Co-housing—A Movement That Creates Emotional Support and Affordable Housing

( Photo: A cohousing projects in Zurich)

Cities have been incredibly important to our economic development and made the distribution of resources, such as drinking water, much simpler and more economical. However, urban habitation also brings several challenges. For instance, the rising property values have made it nearly impossible for many young people to get onto the property ladder. Another growing concern is how urbanisation might affect our mental health status. Loneliness is sadly a fact of life for many urban indwellers.

A solution to this might be co-housing. Co-housing is when multiple people come together and live on a larger piece of land together. While so far, it might sound similar to apartments, there is a crucial difference: common spaces. Common spaces are areas intentionally designed to foster social relationships for residents with each other. Here, we will explore the topic of co-housing together with a specialist in the field, Greer O’Donnell from Urban Strategist. We will look at the challenges and benefits of co-housing as well as explore why it is growing in NZ.

The history of co-housing

The history of co-housing began in Denmark in 1964 (1). The idea was to build a more supportive living environment in the outskirts of Copenhagen (1). ‘Supportive’ means helping families with their potential challenges: social isolation. To achieve this goal, architects created shared spaces for the residents, such as vegetable gardens, playgrounds and most of all, a community building. This community building is often used as a library or a function room for music or workshops. A key aspect of utilising this community building is to share meals, in some communities three times per week.

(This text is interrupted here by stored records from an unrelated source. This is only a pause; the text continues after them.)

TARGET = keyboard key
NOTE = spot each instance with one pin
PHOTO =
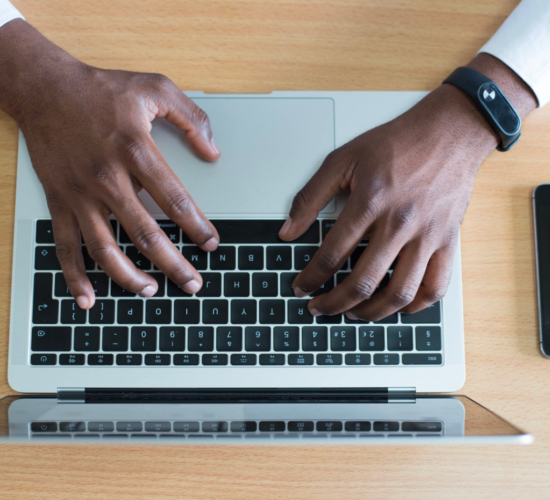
(139, 260)
(251, 258)
(300, 359)
(386, 359)
(314, 338)
(100, 283)
(187, 312)
(100, 359)
(223, 258)
(358, 426)
(196, 257)
(44, 231)
(272, 311)
(130, 312)
(329, 426)
(432, 314)
(229, 338)
(287, 279)
(172, 338)
(357, 359)
(342, 338)
(51, 338)
(102, 313)
(272, 359)
(272, 426)
(259, 232)
(158, 312)
(144, 338)
(129, 359)
(422, 359)
(399, 338)
(278, 258)
(215, 312)
(371, 338)
(157, 359)
(300, 426)
(243, 359)
(43, 359)
(45, 309)
(71, 359)
(201, 339)
(186, 359)
(115, 338)
(45, 259)
(428, 338)
(298, 312)
(214, 359)
(86, 338)
(265, 285)
(243, 312)
(211, 285)
(329, 359)
(286, 338)
(171, 229)
(303, 256)
(257, 338)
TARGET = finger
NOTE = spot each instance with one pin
(69, 253)
(152, 242)
(402, 287)
(367, 274)
(314, 196)
(103, 249)
(339, 243)
(172, 197)
(182, 112)
(436, 280)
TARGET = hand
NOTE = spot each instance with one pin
(409, 181)
(88, 135)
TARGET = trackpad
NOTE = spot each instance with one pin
(270, 148)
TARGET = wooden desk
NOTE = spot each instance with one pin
(249, 46)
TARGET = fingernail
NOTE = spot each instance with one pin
(214, 146)
(82, 301)
(314, 312)
(211, 245)
(148, 291)
(286, 227)
(192, 287)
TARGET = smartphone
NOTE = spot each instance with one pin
(541, 219)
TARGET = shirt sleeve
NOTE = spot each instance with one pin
(523, 44)
(8, 12)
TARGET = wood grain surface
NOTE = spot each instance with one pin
(259, 46)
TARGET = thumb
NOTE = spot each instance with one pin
(313, 197)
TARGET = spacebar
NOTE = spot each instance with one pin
(259, 231)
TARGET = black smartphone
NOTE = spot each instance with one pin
(541, 218)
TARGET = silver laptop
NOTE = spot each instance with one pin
(245, 331)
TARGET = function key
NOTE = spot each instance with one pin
(303, 256)
(171, 229)
(251, 258)
(432, 314)
(44, 231)
(278, 258)
(43, 359)
(223, 258)
(428, 338)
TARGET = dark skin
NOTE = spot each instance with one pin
(88, 134)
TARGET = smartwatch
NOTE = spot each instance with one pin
(491, 102)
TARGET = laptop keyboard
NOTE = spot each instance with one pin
(246, 313)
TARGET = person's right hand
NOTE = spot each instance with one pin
(88, 135)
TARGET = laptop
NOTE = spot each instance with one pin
(244, 330)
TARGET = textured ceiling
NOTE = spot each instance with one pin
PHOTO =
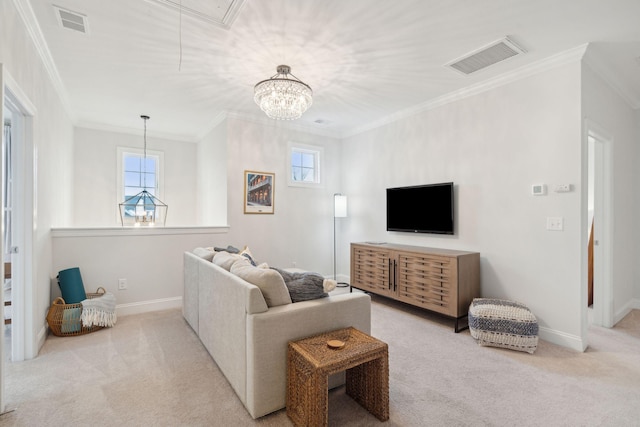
(366, 60)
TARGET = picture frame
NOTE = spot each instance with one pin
(259, 191)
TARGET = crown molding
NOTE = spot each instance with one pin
(33, 29)
(599, 66)
(569, 56)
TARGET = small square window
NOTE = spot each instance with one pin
(304, 164)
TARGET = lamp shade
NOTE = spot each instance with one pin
(339, 206)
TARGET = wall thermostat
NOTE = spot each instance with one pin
(538, 189)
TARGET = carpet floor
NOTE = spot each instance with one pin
(151, 369)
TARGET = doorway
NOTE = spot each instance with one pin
(599, 232)
(18, 174)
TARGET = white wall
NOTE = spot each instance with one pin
(301, 229)
(212, 177)
(493, 146)
(150, 260)
(49, 158)
(610, 112)
(95, 162)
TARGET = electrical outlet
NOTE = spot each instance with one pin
(555, 223)
(562, 188)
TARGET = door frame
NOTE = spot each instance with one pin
(603, 227)
(22, 304)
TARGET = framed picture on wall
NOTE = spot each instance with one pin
(259, 189)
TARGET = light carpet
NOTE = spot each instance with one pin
(151, 369)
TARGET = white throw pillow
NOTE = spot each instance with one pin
(225, 259)
(269, 281)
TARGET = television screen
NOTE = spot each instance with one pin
(421, 208)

Co-housing groups tend to be likeminded people. It can be people that want to have inclusive lifestyles, people with a fear of loneliness, people that share a common interest in a particular sport and many other possibilities. Though this doesn't mean everyone will turn into your best friend, what it does mean is you will be able to share things you enjoy doing with similar-minded people.

Loneliness in an urban setting

My wife and I were transferred to the UK just before the birth of our son. We completely underestimated how the social aspects of life change once you have a child. And we were lucky that there were a lot of young parents and baby groups in our neighbourhood, which allowed us to feel connected and supported during the early stage of parenthood.